Nutrition for Cycling: Fueling Your Human Powered Vehicle - YouTube


once you get hydration down, the second half of the talk goes into fuel/calories....if you can get past Heathers beauty of course. 

enjoy the ride and hydrate!


----------



## jmorgan (Apr 13, 2012)

Rokh, lets have a look at your post and see how misleading it is for a person reading through looking for advice on riding a century or longer (what this forum is about).




Rokh Hard said:


> i used this on my recent solvang ride.....


This is in the endurance forum which is supposed to be for rides 100mi+. You say solvang ride which most people would assume is the 100mi ride. While you never said 50mi (which is what you rode) most people would assume you rode the century and could possibly use your suggestion on their first century ride, which would be a mistake. 



Rokh Hard said:


> between that and one powerbar jel i was golden....no fatigue at all....

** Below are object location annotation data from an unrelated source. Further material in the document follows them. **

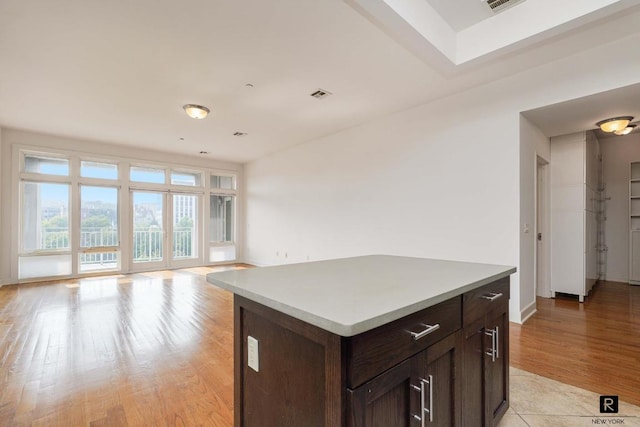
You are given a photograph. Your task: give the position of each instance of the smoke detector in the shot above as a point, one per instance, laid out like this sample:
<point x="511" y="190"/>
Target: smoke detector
<point x="500" y="5"/>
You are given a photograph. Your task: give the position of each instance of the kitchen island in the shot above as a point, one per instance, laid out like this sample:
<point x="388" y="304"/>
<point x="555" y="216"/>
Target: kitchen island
<point x="372" y="340"/>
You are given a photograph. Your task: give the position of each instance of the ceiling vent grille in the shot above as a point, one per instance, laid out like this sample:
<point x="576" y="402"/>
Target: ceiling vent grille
<point x="321" y="94"/>
<point x="500" y="5"/>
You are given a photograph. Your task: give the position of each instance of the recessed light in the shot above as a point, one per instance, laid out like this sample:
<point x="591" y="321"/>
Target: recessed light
<point x="321" y="94"/>
<point x="196" y="111"/>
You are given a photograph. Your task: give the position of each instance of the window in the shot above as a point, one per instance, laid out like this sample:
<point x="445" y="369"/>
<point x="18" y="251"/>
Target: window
<point x="191" y="179"/>
<point x="45" y="237"/>
<point x="45" y="216"/>
<point x="69" y="218"/>
<point x="98" y="170"/>
<point x="221" y="218"/>
<point x="99" y="237"/>
<point x="34" y="163"/>
<point x="223" y="182"/>
<point x="185" y="226"/>
<point x="148" y="175"/>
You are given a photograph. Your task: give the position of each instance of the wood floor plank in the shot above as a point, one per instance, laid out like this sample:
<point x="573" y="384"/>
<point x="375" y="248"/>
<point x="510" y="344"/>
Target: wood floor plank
<point x="125" y="350"/>
<point x="593" y="345"/>
<point x="157" y="349"/>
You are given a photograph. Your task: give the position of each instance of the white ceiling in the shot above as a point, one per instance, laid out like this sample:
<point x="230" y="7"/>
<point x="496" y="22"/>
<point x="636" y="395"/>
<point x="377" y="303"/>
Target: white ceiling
<point x="583" y="113"/>
<point x="120" y="71"/>
<point x="474" y="12"/>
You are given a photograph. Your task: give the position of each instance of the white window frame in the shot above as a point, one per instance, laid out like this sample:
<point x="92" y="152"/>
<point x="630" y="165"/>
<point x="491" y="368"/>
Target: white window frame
<point x="125" y="186"/>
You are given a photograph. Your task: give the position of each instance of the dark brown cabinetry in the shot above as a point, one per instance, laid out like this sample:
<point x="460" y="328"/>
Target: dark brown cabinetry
<point x="486" y="354"/>
<point x="423" y="390"/>
<point x="426" y="369"/>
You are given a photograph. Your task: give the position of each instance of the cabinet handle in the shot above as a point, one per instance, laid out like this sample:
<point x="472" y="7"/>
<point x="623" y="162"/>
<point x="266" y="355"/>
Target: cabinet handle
<point x="493" y="351"/>
<point x="423" y="408"/>
<point x="492" y="296"/>
<point x="430" y="410"/>
<point x="429" y="328"/>
<point x="421" y="391"/>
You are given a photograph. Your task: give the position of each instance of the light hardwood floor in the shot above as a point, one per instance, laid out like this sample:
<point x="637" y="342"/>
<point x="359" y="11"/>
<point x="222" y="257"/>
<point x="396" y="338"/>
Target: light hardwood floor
<point x="156" y="349"/>
<point x="594" y="345"/>
<point x="129" y="350"/>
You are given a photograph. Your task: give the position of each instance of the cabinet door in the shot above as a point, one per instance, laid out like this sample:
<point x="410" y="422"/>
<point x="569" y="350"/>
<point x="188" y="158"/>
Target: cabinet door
<point x="390" y="399"/>
<point x="473" y="407"/>
<point x="443" y="372"/>
<point x="421" y="391"/>
<point x="497" y="363"/>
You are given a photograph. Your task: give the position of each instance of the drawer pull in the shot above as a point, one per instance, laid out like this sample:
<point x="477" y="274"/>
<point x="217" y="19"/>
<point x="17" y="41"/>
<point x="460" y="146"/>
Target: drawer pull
<point x="492" y="296"/>
<point x="494" y="351"/>
<point x="423" y="406"/>
<point x="429" y="328"/>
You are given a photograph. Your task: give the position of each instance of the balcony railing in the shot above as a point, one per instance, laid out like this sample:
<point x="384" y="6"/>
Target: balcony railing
<point x="148" y="244"/>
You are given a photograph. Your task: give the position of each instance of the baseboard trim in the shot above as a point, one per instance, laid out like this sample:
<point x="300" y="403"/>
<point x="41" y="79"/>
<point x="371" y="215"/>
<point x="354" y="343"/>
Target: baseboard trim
<point x="528" y="311"/>
<point x="257" y="263"/>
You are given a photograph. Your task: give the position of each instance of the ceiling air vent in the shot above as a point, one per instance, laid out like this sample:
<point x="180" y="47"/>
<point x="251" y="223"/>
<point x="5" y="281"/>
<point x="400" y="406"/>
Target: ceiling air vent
<point x="500" y="5"/>
<point x="321" y="94"/>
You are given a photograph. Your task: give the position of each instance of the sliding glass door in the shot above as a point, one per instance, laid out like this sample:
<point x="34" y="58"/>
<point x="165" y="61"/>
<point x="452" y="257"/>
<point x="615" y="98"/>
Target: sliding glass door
<point x="166" y="227"/>
<point x="148" y="229"/>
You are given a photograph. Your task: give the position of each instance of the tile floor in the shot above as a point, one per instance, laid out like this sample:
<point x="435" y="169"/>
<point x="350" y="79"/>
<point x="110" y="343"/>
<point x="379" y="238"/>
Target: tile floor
<point x="537" y="401"/>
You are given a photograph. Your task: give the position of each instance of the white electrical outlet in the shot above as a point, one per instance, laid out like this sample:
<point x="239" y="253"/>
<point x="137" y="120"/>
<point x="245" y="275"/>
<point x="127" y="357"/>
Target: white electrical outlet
<point x="253" y="355"/>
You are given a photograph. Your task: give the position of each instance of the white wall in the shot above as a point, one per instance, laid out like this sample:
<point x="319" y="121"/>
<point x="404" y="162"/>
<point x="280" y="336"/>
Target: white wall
<point x="440" y="180"/>
<point x="11" y="138"/>
<point x="3" y="207"/>
<point x="617" y="153"/>
<point x="533" y="144"/>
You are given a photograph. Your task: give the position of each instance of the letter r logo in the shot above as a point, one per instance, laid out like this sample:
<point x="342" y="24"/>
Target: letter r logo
<point x="608" y="404"/>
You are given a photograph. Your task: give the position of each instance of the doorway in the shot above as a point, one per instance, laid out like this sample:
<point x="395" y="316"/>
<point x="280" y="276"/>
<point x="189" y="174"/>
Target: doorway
<point x="542" y="280"/>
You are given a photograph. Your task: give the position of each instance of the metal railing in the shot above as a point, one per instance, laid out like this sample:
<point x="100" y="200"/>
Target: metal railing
<point x="148" y="244"/>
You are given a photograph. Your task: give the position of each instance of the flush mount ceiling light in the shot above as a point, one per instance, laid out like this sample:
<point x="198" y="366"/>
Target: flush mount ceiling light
<point x="614" y="124"/>
<point x="625" y="131"/>
<point x="196" y="111"/>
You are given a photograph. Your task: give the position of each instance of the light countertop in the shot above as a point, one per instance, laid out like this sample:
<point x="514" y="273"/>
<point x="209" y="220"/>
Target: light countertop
<point x="349" y="296"/>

You took in ~300 calories and some sodium and you were not fatigued. I buy that, most people aren't fatigued after only 50mi. A simple doubling of what works for 50mi is not sufficient for most people though. 600 calories and whatever the sodium would be is not sufficient for most people for a century. That is my point. Let alone the 162mi ride the OP was asking for advice for. The OP will be riding for 10+hours probably and proper nutrition and hydration is very important. He will burn more then 4500 calories riding and another 2000 for just regular body functions. Without proper nutrition he will be in a world of hurt and may not finish, so it is important.






Rokh Hard said:


> efs has all the goodies (more than the competition) of BCAAs, aminos, and tastes good...well, the fruit punch does....the lemon line tastes like crap.


The BCAAs, aminos, ect.. are not what allowed you to ride 50mi. Your body's stores of glycogen did. 


Rokh has never ridden a 100mi ride, yet is giving advice (based on a 50mi ride) to the OP who has much more experience with endurance rides. This is nonsense. 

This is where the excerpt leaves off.